Six years is enough for any President or Governor to make a great difference in the lives of the people especially because of the lack of distraction by election matters throughout the period, unlike with the eight year system, when over half of the period is spent on trying to win and keep power. The political parties have special responsibilities in single tenure regimes in a multi-ethnic and religiously divided society like ours if they want to win elections. Candidates must be picked according to the candidates’ liberal antecedents across political, social, tribal and religious nuances that divide us. A candidate must not offend any of our sensibilities and must bring merit to the table. Nigeria is in dire need of good leaders so, although we accept that zoning is inevitable for now in our country, each zone party is expected to endeavour to put their best candidates forward because if they don’t, the lackluster performance of their candidates in office would reflect negatively on their zone and tribe in the long run. If the party’s candidates perform well in office, the party has a good chance of wining the next election and so on. A good leader has no hiding place. Take Governor Fashola of Lagos State currently, for instance. His performance in Lagos is responsible for the feat achieved by the ACN in the recently concluded national elections nation wide. The cost of running our presidential system is scandalous, consuming some 80% of our annual budgets at all levels of our governments. No country can make any developmental impact on its citizens with only 20% of its annual budget going into capital projects. The bureaucracy is too cumbersome at all levels of our governments with our leaders parading battalions of advisers, hangers-on and an over-bloated civil service system.

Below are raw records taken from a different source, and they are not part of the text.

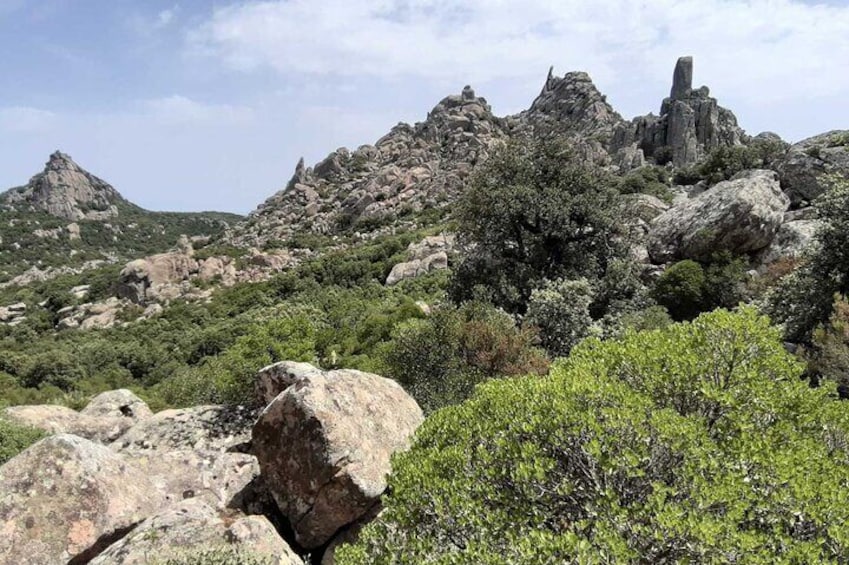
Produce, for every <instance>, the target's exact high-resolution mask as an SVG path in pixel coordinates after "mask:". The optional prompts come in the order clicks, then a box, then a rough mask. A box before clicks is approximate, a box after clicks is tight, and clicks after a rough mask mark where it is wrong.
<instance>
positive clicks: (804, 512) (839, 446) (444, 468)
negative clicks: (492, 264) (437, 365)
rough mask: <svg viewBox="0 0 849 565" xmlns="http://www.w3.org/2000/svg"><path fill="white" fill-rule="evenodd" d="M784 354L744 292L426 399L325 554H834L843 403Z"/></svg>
mask: <svg viewBox="0 0 849 565" xmlns="http://www.w3.org/2000/svg"><path fill="white" fill-rule="evenodd" d="M801 371H802V366H801V364H800V363H798V362H797V361H796V360H795V359H794V358H793V357H792V356H791V355H790V354H788V353H787V352H786V351H785V350H784V348H783V347H782V344H781V340H780V332H779V331H778V330H777V329H776V328H773V327H771V326H770V325H769V321H768V320H767V319H766V318H764V317H759V316H758V315H757V314H756V313H755V312H754V311H753V310H752V309H744V310H742V311H741V312H739V313H731V312H728V311H722V310H719V311H716V312H712V313H709V314H704V315H702V316H700V317H699V318H698V319H696V320H695V321H693V322H687V323H679V324H674V325H672V326H670V327H669V328H667V329H664V330H658V331H650V332H640V333H630V334H628V335H627V336H625V337H624V338H623V339H621V340H617V341H609V342H602V341H599V340H597V339H589V340H586V341H584V342H583V343H582V344H581V345H580V346H578V347H577V348H576V349H575V350H574V351H573V353H572V356H571V357H570V358H569V359H568V360H566V361H564V362H562V363H561V364H559V365H558V366H557V367H556V368H555V369H554V370H553V371H552V374H551V375H550V376H549V377H548V378H543V379H540V378H530V377H529V378H514V379H506V380H501V381H492V382H489V383H486V384H484V385H481V386H479V387H478V388H477V389H476V391H475V394H474V396H473V397H472V398H471V399H470V400H468V401H467V402H465V403H463V404H461V405H459V406H455V407H451V408H448V409H445V410H441V411H439V412H436V413H435V414H433V415H431V416H430V417H428V419H427V420H426V421H425V423H424V425H423V426H422V427H421V428H420V429H419V430H418V432H417V435H416V438H415V440H414V442H413V445H412V447H411V449H410V450H409V451H408V452H405V453H402V454H399V455H396V457H395V459H394V460H393V473H392V474H391V475H390V479H389V491H388V492H389V494H388V495H387V496H386V497H384V500H383V504H384V510H383V512H382V514H381V515H380V517H379V518H378V519H377V520H376V521H375V522H372V523H371V524H369V525H368V526H366V527H365V528H364V530H363V531H362V533H361V535H360V538H359V541H358V542H356V543H355V544H354V545H352V546H343V547H342V548H340V549H339V550H337V553H336V562H337V563H339V564H340V565H365V564H374V565H384V564H387V565H388V564H390V563H445V564H449V563H450V564H452V565H461V564H484V565H495V564H504V563H510V564H513V563H515V564H519V563H740V564H748V563H750V564H756V563H757V564H761V563H842V562H846V560H847V559H849V534H847V533H846V532H845V528H843V527H842V526H841V524H844V523H845V522H846V520H847V519H849V505H847V504H846V502H847V494H846V490H845V488H844V485H845V484H846V482H847V481H849V465H847V462H849V447H847V445H849V444H847V438H849V415H847V412H846V410H845V407H844V405H842V404H841V403H840V402H839V401H838V400H837V399H836V395H835V394H834V390H833V388H826V387H824V388H819V389H812V388H810V387H808V386H807V383H805V382H804V381H803V380H801V379H800V378H799V375H800V373H801ZM788 446H792V449H788Z"/></svg>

The presidency, for instance, surrounds himself with a myriad of advisers and deputy advisers duplicating the jobs of his Ministers and deputy Ministers. The national Assembly leaders too have their own complements of advisers, all of them with a retinue of office staff, lavish pecks of office, including cars, housing, estacodes and what have you. The solution could be a return to the parliamentary system or a combination of that with the presidential one. Whatever it is, we would not know without a parley of some sort between all the ethnic stakeholders in the project called Nigeria. There is a serious need and urgency to structure the nation to create a level playing ground for all our ethnic nationalities through dialogue. The PDP seems to shy away from what some have described as a Sovereign National Conference. But until the issues involved are amicably settled, Nigerian unity would continue to be a mirage with ethnic agitations continuing to grow to implacable and monstrous proportions.